While the law now may state that a bow hunter can shoot his razor-sharp arrows 150 feet from homes, the deer that have been impaled by the bow hunter’s arrows have no such limit to how far they can run.
Hunting magazines and bow hunting manuals warn bow hunters to become proficient at following blood trails. Even hunters have acknowledged it is rare that arrowed deer will die immediately when hit. Bow hunters are told to wait anywhere from minutes to many hours before tracking their victims, depending on where the arrow struck. Otherwise, they could push the deer even further before it collapses and bleeds to death.
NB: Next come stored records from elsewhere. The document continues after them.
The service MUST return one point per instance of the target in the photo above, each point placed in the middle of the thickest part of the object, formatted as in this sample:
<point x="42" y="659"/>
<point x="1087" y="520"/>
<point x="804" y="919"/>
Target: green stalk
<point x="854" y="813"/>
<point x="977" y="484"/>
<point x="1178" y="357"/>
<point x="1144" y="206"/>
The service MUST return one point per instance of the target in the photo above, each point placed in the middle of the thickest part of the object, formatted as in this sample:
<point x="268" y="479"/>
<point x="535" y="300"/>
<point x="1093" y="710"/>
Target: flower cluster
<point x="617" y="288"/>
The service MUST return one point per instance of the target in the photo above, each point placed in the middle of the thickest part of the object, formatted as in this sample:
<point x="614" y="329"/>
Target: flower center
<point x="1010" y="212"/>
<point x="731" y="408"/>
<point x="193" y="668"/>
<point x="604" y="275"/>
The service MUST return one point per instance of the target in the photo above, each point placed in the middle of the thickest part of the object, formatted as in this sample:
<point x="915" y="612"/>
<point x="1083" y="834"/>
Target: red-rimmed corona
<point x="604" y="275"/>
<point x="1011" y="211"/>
Impaled, bleeding deer could end up in neighbors’ yards. The bow hunter’s victims would hardly limit their dying moments to within the 50-feet property lines. If the deer hasn’t bled to death before found, said bow hunter will have to shoot it again.
Neighbors have every right to be concerned. The bow hunter describes his strip of land as a “nature lover’s paradise.” Hardly a paradise for those who have to worry about bleeding animals ending up in their kids’ play areas.
They also have to wonder if the other wildlife mentioned will become attractive targets for said bow hunter. Coyote hunting season is six months, both night and day.